One of the key planks of the argument advanced by those who want to maintain Trinity’s affiliation to the Union of Students in Ireland is the notion that it provides us with national representation. The ‘Vote No’ section of the USI website reads:

“Through membership of USI, your students can ensure that their voice is heard on a national level with direct access to the Minister, Department of Education, Government and the Oireachtas.”

This does sound appealing, and supports one of their key lines that Trinity on its own is simply too small to effectively represent her students on the national stage. Yet giving that sentence a second thought reveals that it is predicated on a falsehood: that the USI currently represents Trinity students to any of those institutions.

There is a world of difference between the USI operating in our name, and actually representing our views. This referendum has been sought precisely because the USI is not representing Trinity students. The majority of Trinity students do not support a free education campaign, yet that is the course of action the USI has taken. We do not endorse occupations and other faux-radical tactics, yet still the USI deploys them.

This is a fundamental problem with being a perennial minority in an organisation that, via a democratic internal structure, has to represent the views of the majority of its members. The USI can point out that the views of Trinity students are in a minority nationally and that it is pursuing the policy preferences of the majority of Irish students as a whole.

But this doesn’t change the fact that our views are not represented. We are drowned out or, to stretch the ‘voice’ analogy, shouted down by the rest of the membership. Our participation in the USI does not mean that Trinity’s views are placed on the national stage. 

Thus the views that the USI takes to the Minister, Department of Education and so on are not our own at all.
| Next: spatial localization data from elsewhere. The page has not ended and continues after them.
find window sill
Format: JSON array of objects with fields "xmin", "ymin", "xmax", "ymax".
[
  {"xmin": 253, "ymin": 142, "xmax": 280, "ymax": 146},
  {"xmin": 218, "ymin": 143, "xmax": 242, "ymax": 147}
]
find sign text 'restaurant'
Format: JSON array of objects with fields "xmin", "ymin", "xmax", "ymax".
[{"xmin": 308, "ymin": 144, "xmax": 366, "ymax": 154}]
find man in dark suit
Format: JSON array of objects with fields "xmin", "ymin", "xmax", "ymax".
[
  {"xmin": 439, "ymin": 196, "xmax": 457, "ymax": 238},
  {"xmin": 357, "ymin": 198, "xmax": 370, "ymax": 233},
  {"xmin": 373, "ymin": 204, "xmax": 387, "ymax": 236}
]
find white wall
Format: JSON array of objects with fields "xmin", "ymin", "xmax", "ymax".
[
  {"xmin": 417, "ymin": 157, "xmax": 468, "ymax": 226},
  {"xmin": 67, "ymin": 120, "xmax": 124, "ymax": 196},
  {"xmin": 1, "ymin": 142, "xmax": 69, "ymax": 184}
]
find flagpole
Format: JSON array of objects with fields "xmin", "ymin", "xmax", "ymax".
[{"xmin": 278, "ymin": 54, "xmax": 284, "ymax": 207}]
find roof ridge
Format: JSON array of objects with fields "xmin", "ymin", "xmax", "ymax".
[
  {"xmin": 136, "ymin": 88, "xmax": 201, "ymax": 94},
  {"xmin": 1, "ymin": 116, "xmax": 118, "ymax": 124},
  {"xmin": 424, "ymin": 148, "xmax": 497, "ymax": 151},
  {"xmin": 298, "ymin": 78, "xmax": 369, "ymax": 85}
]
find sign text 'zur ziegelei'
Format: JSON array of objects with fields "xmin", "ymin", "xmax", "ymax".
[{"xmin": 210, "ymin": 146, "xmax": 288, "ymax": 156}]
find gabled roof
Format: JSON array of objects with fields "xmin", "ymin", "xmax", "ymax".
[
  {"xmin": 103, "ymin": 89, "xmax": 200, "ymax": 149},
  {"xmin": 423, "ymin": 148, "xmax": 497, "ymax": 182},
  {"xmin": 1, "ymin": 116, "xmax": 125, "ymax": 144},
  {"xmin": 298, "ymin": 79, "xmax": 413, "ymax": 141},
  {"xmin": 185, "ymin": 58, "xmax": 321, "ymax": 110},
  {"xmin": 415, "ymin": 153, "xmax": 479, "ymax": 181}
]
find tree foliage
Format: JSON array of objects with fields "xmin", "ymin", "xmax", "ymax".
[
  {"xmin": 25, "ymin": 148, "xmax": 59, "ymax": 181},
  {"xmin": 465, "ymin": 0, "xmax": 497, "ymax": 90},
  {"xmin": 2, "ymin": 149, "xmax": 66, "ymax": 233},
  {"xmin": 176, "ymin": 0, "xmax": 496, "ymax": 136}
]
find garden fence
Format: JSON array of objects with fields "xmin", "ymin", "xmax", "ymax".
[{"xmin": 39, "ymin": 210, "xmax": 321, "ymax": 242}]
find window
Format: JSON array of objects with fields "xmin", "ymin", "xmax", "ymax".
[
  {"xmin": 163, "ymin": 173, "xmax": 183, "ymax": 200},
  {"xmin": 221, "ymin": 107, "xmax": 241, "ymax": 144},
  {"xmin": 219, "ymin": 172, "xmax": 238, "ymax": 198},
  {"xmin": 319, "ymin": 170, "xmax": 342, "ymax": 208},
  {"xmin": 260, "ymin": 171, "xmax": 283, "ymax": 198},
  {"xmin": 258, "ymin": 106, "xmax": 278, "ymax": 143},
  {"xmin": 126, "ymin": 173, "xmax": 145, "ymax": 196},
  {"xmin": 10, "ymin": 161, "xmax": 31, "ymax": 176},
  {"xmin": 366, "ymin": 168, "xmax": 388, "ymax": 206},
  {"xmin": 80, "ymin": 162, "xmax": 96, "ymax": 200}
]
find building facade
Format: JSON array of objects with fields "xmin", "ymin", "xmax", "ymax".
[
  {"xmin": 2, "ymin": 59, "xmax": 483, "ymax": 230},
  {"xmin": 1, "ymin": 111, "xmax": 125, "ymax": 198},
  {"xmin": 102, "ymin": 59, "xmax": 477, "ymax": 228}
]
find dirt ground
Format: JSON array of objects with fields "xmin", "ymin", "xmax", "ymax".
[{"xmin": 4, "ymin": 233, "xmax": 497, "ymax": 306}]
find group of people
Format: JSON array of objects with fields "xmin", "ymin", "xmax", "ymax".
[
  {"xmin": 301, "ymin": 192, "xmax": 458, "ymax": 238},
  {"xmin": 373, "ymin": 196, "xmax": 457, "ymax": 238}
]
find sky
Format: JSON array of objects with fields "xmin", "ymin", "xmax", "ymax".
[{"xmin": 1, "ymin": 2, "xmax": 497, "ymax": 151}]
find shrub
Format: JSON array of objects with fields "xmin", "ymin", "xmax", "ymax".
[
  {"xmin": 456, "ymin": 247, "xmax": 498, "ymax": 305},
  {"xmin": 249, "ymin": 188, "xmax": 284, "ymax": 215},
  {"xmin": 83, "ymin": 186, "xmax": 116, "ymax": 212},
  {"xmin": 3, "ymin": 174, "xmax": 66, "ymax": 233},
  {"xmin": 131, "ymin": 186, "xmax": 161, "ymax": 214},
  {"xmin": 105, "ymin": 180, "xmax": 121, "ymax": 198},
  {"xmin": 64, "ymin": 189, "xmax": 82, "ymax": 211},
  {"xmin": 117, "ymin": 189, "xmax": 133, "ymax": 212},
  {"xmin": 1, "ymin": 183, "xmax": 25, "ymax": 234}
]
Rather than being represented, our numbers and prestigious institution are instead pressed into the service of promoting views with which we disagree.

USI membership is not a fundamental part of the student condition. It is an organisation that offers services in exchange for a substantial membership subscription, and members have every right to expect concrete benefits to justify continuing that membership.

First and foremost amongst those services is national representation, which for the reasons outlined above Trinity does not receive. If nobody can hear our voice through the USI megaphone, what reason is there to keep using it? Without the representation we’re entitled to expect, ‘solidarity’ is just another word for doing what we’re told.